Thanks all. It's really helpful to know. Adam's solicitor didn't given any feedback and he's been preparing all the information for about a week. I think he's probably going a bit overboard. He's including copies of nursing reports etc from his mum to she the assault, and a few reports like his DNR that show he was of sound mind etc. To be honest I tend to go a little overboard with things too, but he keeps getting letters from Ben. Ben says his daughter, who did law and works in law (but not a lawyer) says certain things and their solicitor says certain things. It's getting Adam stressed and confused. It's been a really difficult few years for him.

As he's the executor he feels in a difficult position.

One of the requests from Ben is a collection things that their dad has already given away to other people, not Adam or Craig. But without making things awkward with that person there is no way of proving that.

OP posts:
NeverDropYourMoonCup · 20/01/2021 16:46

So why did nobody report him to the police for assaulting somebody who died just a few days afterwards?

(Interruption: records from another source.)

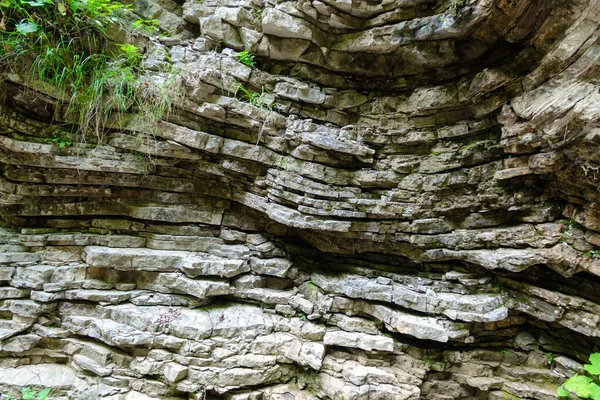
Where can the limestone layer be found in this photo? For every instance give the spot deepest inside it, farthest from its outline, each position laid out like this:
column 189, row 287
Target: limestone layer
column 407, row 208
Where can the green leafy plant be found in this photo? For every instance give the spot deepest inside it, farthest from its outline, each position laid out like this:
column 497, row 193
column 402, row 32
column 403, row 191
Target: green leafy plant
column 257, row 99
column 246, row 58
column 584, row 387
column 61, row 142
column 28, row 394
column 64, row 49
column 592, row 253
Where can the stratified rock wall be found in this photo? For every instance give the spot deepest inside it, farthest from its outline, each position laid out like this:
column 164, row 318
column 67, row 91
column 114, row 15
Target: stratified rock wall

They could have committed murder, but nobody's lifted a finger.

saraclara · 20/01/2021 16:46

@LickEmbysmiling

when it comes to wills - personal feelings and who did whose shopping and cared for them most - is totally irrelevant its all about what was written in the will.
Yep. My mum, an only child, cared for her parent on top of having a full time plus overtime demanding job, for many years. Her parent left everything to a charity. Will written only a year before her death, having been cared for by my DM for more than a decade.

There was still no legal basis on which to challenge it. Ben is deluded.

Doobigetta · 20/01/2021 16:50

OP, the way your first post reads is that Ben hit his frail elderly mother during an argument, she was hospitalised as a result and then died a week or so later. If this is correct he should have been charged with either murder or manslaughter.